The next generation of encryption may not be quite as secure as we’d hoped

One of the potential encryption algorithms that was a serious candidate to be used in the quantum computing world has been defeated worryingly simply.

The algorithm in question is called SIKE (Supersingular Isogeny Key Encapsulation), and made it through the encryption algorithm competition set up by the US Department of Commerce’s National Institute of Standards and Technology (NIST). In other words, it came quite close to becoming the standard encryption algorithm in a quantum computing world. 

However, it took researchers roughly an hour to break through it and steal encryption keys, using nothing but a single-core PC, and the power of mathematics. 

Attacking the math

Even though SIKE did quite well during the government’s analysis, researchers with the Computer Security and Industrial Cryptography group (CSIS) at KU Leuven needed roughly an hour to obtain the encryption key.

The report says that they did not try to find a flaw in the code, but instead attacked the very math that makes up the algorithm, Supersingular Isogeny Diffie-Hellman (SIDH).

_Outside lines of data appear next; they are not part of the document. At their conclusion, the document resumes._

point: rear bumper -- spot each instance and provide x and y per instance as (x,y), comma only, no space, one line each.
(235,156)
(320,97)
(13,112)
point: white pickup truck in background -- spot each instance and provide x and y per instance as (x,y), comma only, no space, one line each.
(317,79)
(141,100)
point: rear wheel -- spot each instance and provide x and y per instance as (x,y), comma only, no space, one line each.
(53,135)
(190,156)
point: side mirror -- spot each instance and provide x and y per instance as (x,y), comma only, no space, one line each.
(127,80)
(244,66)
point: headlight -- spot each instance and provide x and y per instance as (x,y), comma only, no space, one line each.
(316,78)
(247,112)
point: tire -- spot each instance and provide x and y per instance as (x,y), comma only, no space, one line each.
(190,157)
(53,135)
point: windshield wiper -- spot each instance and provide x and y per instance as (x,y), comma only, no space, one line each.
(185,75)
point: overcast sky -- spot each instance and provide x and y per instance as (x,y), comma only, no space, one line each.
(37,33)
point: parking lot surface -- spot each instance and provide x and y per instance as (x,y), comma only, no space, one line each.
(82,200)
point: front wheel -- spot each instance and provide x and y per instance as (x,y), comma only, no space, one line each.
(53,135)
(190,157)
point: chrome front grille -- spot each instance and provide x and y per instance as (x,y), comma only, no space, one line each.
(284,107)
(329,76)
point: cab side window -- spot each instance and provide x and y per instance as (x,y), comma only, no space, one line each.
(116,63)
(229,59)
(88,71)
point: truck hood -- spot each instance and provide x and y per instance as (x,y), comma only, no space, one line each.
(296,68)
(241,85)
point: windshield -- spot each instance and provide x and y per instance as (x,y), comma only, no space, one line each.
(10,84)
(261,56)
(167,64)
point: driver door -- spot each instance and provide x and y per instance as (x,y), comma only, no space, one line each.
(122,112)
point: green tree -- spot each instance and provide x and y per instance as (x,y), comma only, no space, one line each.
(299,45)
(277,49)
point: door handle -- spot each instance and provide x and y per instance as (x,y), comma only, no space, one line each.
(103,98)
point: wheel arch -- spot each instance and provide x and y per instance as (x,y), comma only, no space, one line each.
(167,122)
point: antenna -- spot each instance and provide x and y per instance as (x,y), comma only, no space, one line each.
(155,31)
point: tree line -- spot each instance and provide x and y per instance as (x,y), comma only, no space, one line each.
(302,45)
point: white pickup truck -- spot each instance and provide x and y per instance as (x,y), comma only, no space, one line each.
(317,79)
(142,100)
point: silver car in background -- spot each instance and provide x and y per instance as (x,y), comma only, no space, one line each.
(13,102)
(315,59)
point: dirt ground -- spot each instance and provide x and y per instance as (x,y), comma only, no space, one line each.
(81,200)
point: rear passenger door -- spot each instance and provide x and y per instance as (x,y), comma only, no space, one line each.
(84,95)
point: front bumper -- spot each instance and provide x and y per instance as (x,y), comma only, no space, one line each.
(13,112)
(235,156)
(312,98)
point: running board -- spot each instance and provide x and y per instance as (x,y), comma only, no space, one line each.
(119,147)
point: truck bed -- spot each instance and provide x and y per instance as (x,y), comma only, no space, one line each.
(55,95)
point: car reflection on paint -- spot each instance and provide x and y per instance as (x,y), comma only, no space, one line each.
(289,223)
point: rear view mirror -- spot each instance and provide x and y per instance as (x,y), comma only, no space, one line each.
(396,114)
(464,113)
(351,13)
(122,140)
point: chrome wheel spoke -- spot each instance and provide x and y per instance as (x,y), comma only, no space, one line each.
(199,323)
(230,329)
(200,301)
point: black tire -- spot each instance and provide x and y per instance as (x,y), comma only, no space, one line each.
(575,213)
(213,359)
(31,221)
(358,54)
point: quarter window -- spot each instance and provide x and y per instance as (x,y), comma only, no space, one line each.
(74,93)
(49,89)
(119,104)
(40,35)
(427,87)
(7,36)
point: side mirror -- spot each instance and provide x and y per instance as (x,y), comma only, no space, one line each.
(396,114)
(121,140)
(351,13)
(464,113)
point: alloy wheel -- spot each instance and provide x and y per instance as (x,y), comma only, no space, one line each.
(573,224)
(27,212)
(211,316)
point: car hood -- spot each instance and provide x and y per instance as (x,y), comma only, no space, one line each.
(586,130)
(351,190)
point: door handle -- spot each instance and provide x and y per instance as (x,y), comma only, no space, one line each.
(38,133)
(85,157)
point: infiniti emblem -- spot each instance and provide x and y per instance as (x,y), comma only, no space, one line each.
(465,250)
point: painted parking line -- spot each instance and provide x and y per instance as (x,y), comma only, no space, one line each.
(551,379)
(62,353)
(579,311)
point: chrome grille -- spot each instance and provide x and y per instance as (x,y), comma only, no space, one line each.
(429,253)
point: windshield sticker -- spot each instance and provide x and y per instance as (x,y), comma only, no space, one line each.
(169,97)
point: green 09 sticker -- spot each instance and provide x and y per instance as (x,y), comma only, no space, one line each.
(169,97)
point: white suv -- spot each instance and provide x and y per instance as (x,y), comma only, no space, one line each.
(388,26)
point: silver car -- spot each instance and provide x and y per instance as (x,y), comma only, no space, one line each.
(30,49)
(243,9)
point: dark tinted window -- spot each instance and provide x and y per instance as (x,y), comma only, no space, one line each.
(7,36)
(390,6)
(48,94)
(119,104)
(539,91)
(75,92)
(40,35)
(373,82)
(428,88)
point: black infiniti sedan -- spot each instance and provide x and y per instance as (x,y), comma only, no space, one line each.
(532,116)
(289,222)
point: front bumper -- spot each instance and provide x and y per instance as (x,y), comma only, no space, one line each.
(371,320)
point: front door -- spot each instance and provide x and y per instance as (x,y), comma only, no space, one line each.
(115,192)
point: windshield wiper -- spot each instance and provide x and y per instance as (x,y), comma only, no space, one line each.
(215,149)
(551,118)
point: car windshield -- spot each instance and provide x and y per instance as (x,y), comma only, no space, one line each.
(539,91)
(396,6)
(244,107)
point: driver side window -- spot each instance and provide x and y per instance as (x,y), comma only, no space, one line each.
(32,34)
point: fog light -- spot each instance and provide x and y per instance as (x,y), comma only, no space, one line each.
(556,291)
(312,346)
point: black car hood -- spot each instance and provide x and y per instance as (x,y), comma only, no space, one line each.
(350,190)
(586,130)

The algorithm, the researchers explain, is vulnerable to the “glue-and-split” theorem, with the attack using genus 2 curves, to attack genus 1 curves. 

“The newly uncovered weakness is clearly a major blow to SIKE,” confirmed SIKE co-inventor David Jao, a professor at the University of Waterloo.

For their efforts, Microsoft awarded the researchers, which published their findings in the paper titled “An efficient key recovery attack on SIDH (Preliminary version)”, with $50,000.

SIKE was one of four algorithms with the potential to replace the ones currently in use: RSA, Diffie-Hellman, and elliptic curve Diffie-Hellman, the publication claims. Despite their perceived strength, they can be easily cracked once quantum computers take off. And given that these devices are expected to hit the mainstream by the end of the decade, the time to find a replacement for the algorithms is now.

Quantum computers are infinitely more powerful than today’s best devices, and have the ability to break through today’s toughest encryption algorithms. That prompted governments and scientists around the world to come up with a solution.